是一条消息,来自一个陌生的号码。
骤然,心猛地一跳,她指尖微凉,人却不动声色。
我还记得你的味道。
没有头像,没有备注,只有这短短一行字,像一把淬了冰的匕首,精准地扎进她心底最柔软的地方。
林晚晚的血色瞬间褪尽。
她几乎是下意识地看向吴海乾别墅的方向。
夜色渐浓,那栋别墅隐在棕榈树的阴影里,只有二楼的露台透出一点昏黄的光,像一只窥探的眼睛。
是他。
除了他,不会有别人。
吴海乾看到了,在跳伞基地,她被季舒亦拥在怀里,那副梨花带雨又带着庆幸的模样。
有趣的场景。
也让他的恶趣味骤浓。
吴海乾就像是一条蛰伏在暗处的毒蛇,总是在她最放松的时候,悄无声息地探出头,吐着信子,提醒她,这场游戏里,她并非唯一的猎人。
“怎么了?”季舒亦察觉到她的异样,关切地问道。
林晚晚迅速锁上屏幕,将手机反扣在腿上,脸上挤出一个略显僵硬的笑容:“没什么,垃圾短信。”
她端起季舒亦递过来的水杯,将杯中剩余的水一饮而尽。
冰凉的液体滑过喉咙,却浇不灭心头那股愈演愈烈的燥火。
以前是她在明,他在暗。
但现在,情况不一样了。
吴海乾以为他还是那个躲在暗处看戏的猎人,殊不知,他的伪装早已被她看穿。
他自以为是的掌控,在她眼里,不过是一场可笑的独角戏。
螳螂捕蝉,黄雀在后。
林晚晚怎么会放过他呢?
傍晚的太平洋最后一抹橘红被海平面吞没。
天际线只剩一道烧灼的余烬,将墨蓝色的洋面映成诡异的紫。
跳伞后的休憩区搭建在沙滩与椰林交界处,几顶巨大的茅草遮阳伞下,摆放着藤编的躺椅和矮桌。
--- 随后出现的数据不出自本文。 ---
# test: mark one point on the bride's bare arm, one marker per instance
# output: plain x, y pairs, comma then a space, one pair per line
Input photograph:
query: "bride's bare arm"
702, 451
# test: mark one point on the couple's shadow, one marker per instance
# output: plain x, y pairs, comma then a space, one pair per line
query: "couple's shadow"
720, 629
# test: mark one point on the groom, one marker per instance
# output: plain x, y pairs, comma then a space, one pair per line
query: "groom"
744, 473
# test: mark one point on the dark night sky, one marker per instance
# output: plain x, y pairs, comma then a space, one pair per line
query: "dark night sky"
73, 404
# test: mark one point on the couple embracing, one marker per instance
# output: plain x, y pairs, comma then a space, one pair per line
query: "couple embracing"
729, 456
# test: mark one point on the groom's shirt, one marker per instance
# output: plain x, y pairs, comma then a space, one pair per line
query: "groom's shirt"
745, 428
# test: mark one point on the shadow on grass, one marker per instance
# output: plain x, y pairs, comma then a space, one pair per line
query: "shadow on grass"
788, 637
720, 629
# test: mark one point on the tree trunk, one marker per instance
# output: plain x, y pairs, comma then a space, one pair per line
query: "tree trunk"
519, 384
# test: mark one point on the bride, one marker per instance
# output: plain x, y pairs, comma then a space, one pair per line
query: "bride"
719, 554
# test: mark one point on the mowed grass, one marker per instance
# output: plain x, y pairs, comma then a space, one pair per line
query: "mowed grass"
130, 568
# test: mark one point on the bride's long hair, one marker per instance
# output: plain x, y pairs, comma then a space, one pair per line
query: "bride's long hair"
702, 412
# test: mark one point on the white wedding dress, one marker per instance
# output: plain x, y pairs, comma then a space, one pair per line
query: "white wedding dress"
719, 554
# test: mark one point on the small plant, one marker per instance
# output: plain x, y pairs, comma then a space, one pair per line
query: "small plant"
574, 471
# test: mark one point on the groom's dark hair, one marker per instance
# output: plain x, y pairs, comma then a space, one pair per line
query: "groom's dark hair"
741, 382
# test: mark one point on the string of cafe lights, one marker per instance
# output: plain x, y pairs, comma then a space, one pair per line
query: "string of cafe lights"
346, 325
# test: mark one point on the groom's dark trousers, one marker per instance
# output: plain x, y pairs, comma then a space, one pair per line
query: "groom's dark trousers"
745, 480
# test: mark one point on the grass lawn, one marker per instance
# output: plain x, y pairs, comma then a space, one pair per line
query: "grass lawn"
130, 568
工作人员端来冰镇的椰青和色彩斑斓的热带果盘,空气中弥漫着劫后余生的慵懒与海风的咸甜。
林晚晚和季舒亦最先到,他们刚拉开躺椅坐下,适合夏季必备的烤串也被逐一地端上了桌。
她背靠藤编的躺椅,指尖无意识地在椰青冰凉的外壳上划过。
这趟大溪地之行,比她预想中要波折得多。
沈瑶的刁难,齐思元的纠缠,不过是些上不了台面的小打小闹,真正让她感到如芒在背的,是季庭礼那探究的目光,以及吴海乾。
林晚晚的眼睫微垂,遮住了眸底一闪而过的冷光。
吴海乾这个人,看似无害,甚至带着几分玩世不恭的痞气,却总在不经意间,露出獠牙。
从琼市俱乐部那晚的真心话游戏,到四驱车探险的“偶遇”,再到方才跳伞时,他在另一架直升机里投来的、那遥远却清晰的戏谑眼神。
林晚晚的指甲轻轻嵌入椰壳的纤维里。
她要反击,但不是用蛮力撕破这张网,而是要成为织网者,将猎人反过来困在其中。。。。。。